Move forward to make stereotypes disappear

With luck, by the end of the decade, client/designer caricatures will be just a bit of historic fun (see page 16). With design management set to become the sociology of the Nineties for colleges and Dutch publisher BIS launching a magazine, Design in Business, in The Netherlands this month, the divide is being breached across Europe. We can only hope that genuine understanding between designer and client – and greater creativity – will result.

One of the big differences between sociology in the Sixties and new design management studies is the tight resources colleges now have. Each course has to be structured to build on a college’s strengths and projected job opportunities. Staffordshire University’s planned BA course, for example, will be run jointly by its design and business schools; in other colleges only one school is host. This variety is good. The best design comes from client/designer partnerships and if design’s role is to accentuate a company’s point of difference there has to be more than one approach. The danger is that we in design leave it solely to colleges like Staffordshire to produce design-aware clients rather than create our own opportunities to bridge the gap.

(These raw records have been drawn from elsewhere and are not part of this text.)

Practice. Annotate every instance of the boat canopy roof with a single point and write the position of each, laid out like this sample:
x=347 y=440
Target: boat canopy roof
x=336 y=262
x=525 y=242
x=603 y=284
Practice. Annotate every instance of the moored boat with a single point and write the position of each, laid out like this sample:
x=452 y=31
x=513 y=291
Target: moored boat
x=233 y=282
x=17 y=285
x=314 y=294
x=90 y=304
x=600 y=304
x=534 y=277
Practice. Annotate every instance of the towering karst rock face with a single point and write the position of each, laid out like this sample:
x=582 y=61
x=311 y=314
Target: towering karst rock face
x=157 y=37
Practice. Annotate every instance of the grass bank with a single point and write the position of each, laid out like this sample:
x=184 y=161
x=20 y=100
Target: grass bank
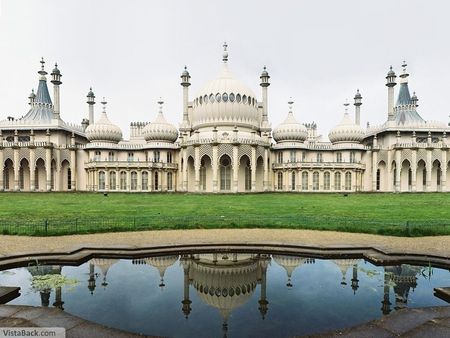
x=66 y=213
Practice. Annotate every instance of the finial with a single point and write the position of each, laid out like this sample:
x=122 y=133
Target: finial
x=225 y=52
x=104 y=102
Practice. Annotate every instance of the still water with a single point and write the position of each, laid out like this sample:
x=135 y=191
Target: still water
x=232 y=294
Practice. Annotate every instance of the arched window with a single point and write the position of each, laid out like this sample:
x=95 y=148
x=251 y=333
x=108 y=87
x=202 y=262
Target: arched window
x=326 y=180
x=112 y=180
x=123 y=180
x=133 y=180
x=280 y=181
x=348 y=180
x=305 y=182
x=101 y=180
x=337 y=181
x=248 y=176
x=378 y=179
x=316 y=180
x=169 y=181
x=156 y=181
x=225 y=173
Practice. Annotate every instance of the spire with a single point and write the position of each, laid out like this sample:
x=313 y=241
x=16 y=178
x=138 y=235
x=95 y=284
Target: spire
x=225 y=53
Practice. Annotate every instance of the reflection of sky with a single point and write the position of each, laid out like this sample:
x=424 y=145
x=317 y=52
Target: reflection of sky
x=133 y=301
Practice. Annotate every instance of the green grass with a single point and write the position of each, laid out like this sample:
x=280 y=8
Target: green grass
x=25 y=213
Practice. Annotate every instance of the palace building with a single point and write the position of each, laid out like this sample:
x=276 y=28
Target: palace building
x=224 y=143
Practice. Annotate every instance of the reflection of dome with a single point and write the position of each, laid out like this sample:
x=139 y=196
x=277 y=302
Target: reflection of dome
x=225 y=284
x=290 y=263
x=290 y=129
x=160 y=129
x=346 y=131
x=225 y=101
x=104 y=131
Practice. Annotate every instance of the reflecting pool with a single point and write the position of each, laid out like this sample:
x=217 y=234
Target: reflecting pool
x=232 y=294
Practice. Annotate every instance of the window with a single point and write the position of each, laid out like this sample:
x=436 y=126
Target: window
x=348 y=181
x=112 y=180
x=144 y=180
x=69 y=179
x=337 y=181
x=156 y=156
x=280 y=157
x=101 y=180
x=156 y=181
x=133 y=180
x=248 y=176
x=326 y=180
x=280 y=181
x=293 y=156
x=169 y=181
x=315 y=180
x=352 y=157
x=97 y=155
x=225 y=173
x=378 y=180
x=123 y=180
x=305 y=180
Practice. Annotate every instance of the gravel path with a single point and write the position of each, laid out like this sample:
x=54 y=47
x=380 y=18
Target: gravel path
x=438 y=245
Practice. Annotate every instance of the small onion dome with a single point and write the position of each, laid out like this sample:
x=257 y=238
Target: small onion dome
x=160 y=129
x=103 y=131
x=290 y=129
x=346 y=131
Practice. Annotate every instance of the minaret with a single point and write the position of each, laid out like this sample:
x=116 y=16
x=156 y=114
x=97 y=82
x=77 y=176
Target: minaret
x=91 y=101
x=358 y=104
x=390 y=84
x=185 y=83
x=56 y=80
x=265 y=127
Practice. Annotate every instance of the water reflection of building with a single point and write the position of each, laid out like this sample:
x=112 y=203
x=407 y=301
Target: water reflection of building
x=402 y=278
x=161 y=263
x=225 y=281
x=45 y=290
x=290 y=263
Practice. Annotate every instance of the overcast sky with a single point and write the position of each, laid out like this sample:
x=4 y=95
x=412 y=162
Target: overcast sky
x=133 y=51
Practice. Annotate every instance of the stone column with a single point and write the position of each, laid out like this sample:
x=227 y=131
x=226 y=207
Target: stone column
x=32 y=169
x=429 y=169
x=444 y=170
x=374 y=170
x=197 y=168
x=414 y=170
x=215 y=168
x=399 y=170
x=73 y=170
x=266 y=170
x=235 y=168
x=16 y=168
x=253 y=166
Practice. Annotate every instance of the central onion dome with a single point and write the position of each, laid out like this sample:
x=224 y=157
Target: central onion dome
x=290 y=129
x=347 y=131
x=160 y=129
x=103 y=130
x=225 y=101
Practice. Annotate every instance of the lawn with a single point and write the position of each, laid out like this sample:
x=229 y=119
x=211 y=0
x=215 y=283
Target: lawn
x=63 y=213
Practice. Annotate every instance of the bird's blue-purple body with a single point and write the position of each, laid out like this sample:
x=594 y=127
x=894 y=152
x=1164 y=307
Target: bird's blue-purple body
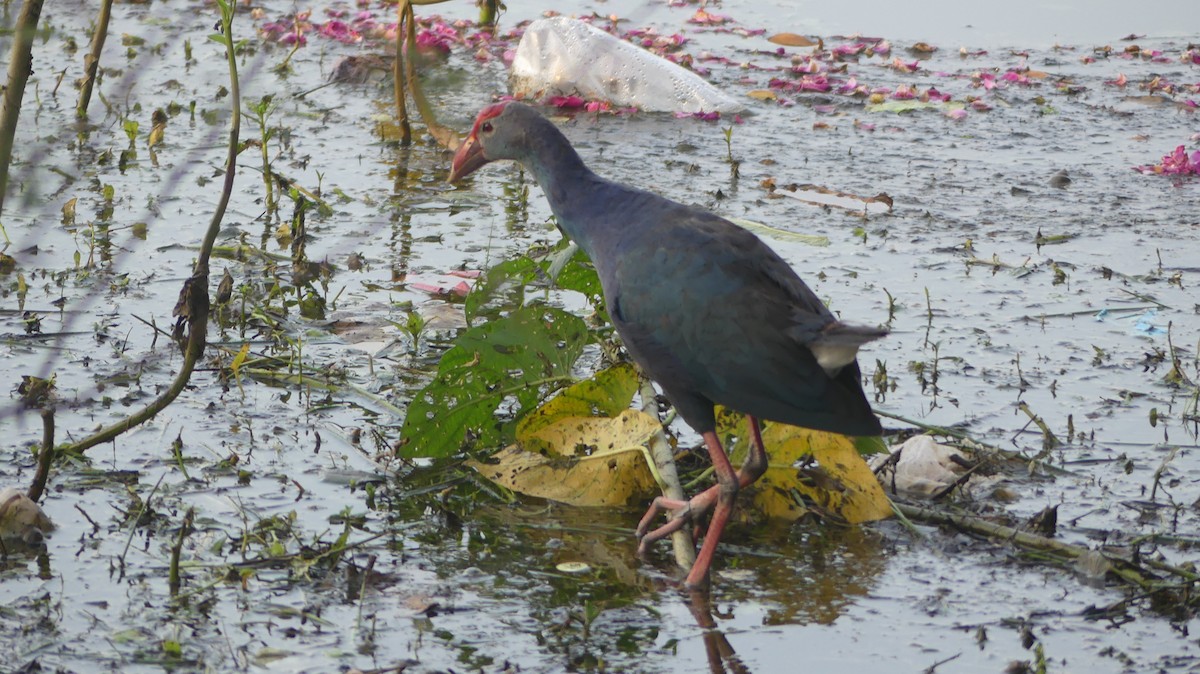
x=705 y=307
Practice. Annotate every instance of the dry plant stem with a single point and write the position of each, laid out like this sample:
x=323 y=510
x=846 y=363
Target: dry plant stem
x=1125 y=569
x=405 y=14
x=664 y=461
x=91 y=61
x=21 y=66
x=45 y=457
x=445 y=137
x=196 y=289
x=173 y=579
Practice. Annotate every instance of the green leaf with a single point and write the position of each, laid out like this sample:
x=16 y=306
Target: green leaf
x=513 y=274
x=515 y=361
x=607 y=393
x=911 y=104
x=580 y=276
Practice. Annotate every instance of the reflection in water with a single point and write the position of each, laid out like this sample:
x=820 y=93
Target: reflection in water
x=820 y=571
x=401 y=240
x=618 y=614
x=720 y=654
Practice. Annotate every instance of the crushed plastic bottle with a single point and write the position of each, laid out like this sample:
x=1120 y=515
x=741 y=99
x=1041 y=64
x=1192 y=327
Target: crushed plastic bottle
x=564 y=56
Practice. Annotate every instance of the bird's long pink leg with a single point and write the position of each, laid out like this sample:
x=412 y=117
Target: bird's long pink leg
x=685 y=511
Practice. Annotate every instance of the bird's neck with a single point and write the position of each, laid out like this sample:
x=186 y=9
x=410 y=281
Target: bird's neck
x=579 y=198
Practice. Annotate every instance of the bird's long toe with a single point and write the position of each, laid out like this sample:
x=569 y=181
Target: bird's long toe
x=682 y=512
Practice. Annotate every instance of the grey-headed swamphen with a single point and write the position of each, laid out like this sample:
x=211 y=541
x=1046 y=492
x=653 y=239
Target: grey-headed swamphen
x=705 y=307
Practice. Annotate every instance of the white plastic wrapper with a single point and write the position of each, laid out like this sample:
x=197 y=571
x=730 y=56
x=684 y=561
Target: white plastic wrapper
x=564 y=56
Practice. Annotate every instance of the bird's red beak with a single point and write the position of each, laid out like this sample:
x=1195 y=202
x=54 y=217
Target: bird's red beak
x=468 y=158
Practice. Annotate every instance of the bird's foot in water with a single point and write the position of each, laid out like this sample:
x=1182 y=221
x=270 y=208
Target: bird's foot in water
x=682 y=512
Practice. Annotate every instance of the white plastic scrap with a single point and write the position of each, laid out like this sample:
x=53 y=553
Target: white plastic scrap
x=925 y=468
x=564 y=56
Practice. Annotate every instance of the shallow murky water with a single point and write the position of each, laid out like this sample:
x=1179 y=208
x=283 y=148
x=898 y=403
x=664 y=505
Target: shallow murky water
x=441 y=583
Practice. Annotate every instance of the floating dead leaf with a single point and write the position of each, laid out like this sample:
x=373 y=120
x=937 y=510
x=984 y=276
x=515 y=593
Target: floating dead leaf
x=574 y=567
x=839 y=482
x=581 y=461
x=21 y=518
x=820 y=196
x=792 y=40
x=780 y=234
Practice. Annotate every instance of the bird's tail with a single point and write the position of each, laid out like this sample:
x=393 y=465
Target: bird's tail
x=837 y=344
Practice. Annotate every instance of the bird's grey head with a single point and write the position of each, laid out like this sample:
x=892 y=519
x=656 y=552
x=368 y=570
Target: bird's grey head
x=501 y=132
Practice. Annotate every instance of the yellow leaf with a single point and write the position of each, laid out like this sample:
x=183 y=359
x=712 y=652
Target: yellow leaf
x=791 y=40
x=580 y=461
x=839 y=482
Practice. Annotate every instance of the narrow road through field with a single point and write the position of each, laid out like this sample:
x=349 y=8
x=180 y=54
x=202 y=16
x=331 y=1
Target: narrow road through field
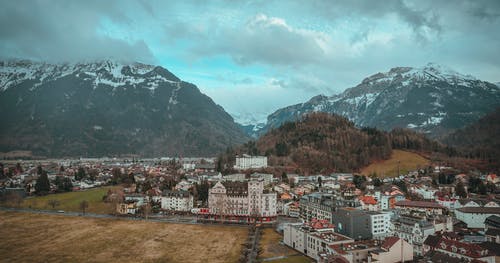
x=169 y=219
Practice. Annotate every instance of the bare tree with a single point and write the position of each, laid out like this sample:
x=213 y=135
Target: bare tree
x=146 y=210
x=84 y=205
x=53 y=203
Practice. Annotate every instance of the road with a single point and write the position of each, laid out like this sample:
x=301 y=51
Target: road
x=178 y=219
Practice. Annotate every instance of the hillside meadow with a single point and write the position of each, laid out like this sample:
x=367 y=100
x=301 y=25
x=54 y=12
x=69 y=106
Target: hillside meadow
x=30 y=237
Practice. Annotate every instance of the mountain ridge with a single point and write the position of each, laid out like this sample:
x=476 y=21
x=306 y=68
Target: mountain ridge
x=108 y=108
x=432 y=99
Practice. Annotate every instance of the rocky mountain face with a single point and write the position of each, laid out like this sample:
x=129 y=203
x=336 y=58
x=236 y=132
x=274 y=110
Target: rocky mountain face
x=432 y=99
x=108 y=108
x=480 y=139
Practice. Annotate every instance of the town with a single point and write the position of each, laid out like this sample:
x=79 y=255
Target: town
x=431 y=214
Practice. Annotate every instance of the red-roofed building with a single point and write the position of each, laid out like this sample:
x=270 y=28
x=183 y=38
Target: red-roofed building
x=393 y=250
x=459 y=249
x=421 y=206
x=312 y=238
x=369 y=203
x=493 y=178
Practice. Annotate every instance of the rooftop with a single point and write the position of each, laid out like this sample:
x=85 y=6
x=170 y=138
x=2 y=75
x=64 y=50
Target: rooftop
x=420 y=204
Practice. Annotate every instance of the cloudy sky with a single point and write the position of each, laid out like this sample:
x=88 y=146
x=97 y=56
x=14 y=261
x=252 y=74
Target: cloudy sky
x=253 y=57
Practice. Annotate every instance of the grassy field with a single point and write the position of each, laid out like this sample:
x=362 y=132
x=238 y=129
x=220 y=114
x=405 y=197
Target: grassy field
x=389 y=168
x=55 y=238
x=70 y=201
x=270 y=245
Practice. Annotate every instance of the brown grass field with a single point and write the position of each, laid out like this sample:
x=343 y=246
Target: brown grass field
x=389 y=168
x=55 y=238
x=70 y=201
x=270 y=245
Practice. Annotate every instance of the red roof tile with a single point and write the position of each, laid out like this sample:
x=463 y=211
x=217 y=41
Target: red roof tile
x=389 y=242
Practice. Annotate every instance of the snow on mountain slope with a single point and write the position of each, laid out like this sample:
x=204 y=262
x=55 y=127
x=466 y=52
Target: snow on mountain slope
x=108 y=72
x=432 y=99
x=108 y=108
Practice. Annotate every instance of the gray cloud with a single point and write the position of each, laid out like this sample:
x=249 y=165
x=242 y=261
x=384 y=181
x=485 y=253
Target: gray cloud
x=64 y=31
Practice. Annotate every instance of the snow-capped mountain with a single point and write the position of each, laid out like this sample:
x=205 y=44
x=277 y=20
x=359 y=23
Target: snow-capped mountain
x=108 y=108
x=432 y=99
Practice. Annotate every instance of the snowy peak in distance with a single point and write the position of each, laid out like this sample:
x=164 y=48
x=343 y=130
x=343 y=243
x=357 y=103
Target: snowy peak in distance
x=108 y=72
x=432 y=99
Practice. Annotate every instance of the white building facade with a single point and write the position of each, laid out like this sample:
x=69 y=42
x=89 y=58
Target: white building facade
x=250 y=162
x=177 y=201
x=242 y=202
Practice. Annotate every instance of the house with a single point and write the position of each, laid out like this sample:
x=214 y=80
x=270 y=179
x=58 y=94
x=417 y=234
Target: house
x=177 y=200
x=128 y=207
x=242 y=202
x=183 y=185
x=493 y=178
x=458 y=249
x=354 y=252
x=475 y=217
x=235 y=177
x=420 y=206
x=492 y=229
x=368 y=203
x=245 y=161
x=313 y=238
x=317 y=205
x=392 y=250
x=415 y=230
x=360 y=224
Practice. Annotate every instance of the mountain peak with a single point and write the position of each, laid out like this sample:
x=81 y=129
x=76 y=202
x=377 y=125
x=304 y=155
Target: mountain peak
x=433 y=99
x=109 y=72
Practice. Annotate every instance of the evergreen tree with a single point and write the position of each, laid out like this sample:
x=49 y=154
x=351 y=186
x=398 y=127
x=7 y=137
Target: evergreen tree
x=460 y=190
x=42 y=184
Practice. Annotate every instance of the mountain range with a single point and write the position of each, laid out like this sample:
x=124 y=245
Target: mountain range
x=433 y=99
x=107 y=107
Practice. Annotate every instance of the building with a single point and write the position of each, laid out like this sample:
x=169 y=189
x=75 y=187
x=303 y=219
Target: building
x=414 y=230
x=353 y=223
x=475 y=217
x=250 y=162
x=458 y=249
x=313 y=238
x=242 y=202
x=268 y=178
x=318 y=206
x=380 y=224
x=235 y=177
x=360 y=224
x=393 y=250
x=429 y=208
x=177 y=201
x=492 y=229
x=354 y=252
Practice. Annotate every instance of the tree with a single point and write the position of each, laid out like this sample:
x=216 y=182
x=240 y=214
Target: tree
x=53 y=203
x=146 y=210
x=202 y=190
x=84 y=205
x=460 y=190
x=377 y=182
x=481 y=189
x=402 y=185
x=42 y=184
x=80 y=174
x=19 y=168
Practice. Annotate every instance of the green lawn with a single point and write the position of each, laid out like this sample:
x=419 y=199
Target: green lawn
x=70 y=201
x=407 y=161
x=28 y=237
x=270 y=245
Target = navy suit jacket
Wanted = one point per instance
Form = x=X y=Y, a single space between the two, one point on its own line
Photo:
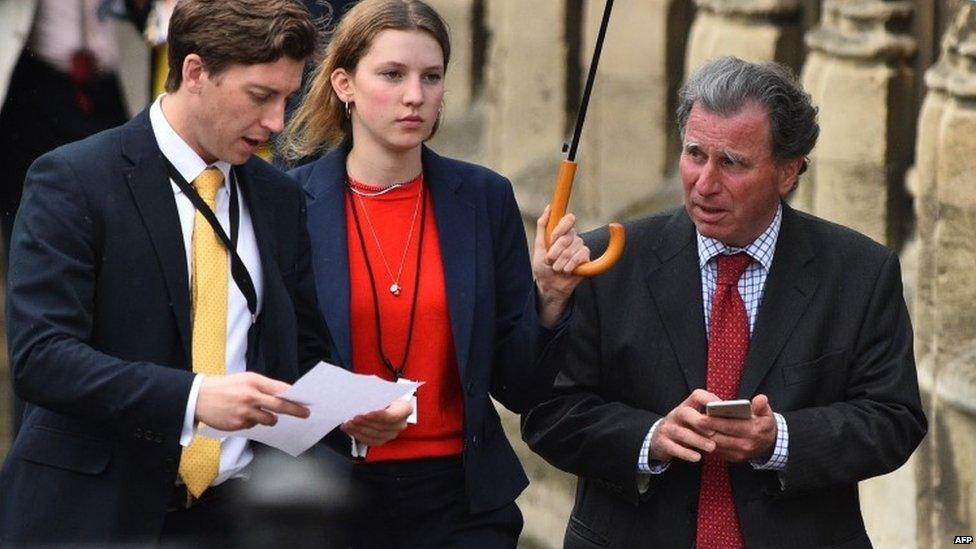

We could, for example, school young designers in business practice without impairing their creative skills.

Students say too few external tutors set project briefs demanding costing and scheduling, yet it’s often this “real world” stuff that ignites the creative spark.

Design groups should also look at how they make presentations to clients. It’s not enough to trot out the same old mood boards when there’s a chance to flaunt creative flair, as a handful of strong Continental stands at Maastricht’s European Designer event showed last week, putting the Brits to shame.

To win the understanding and respect of clients, you have to show them what you can do. Wouldn’t you trust someone outstanding at their own business more than a so-called partner who is patently only playing the game?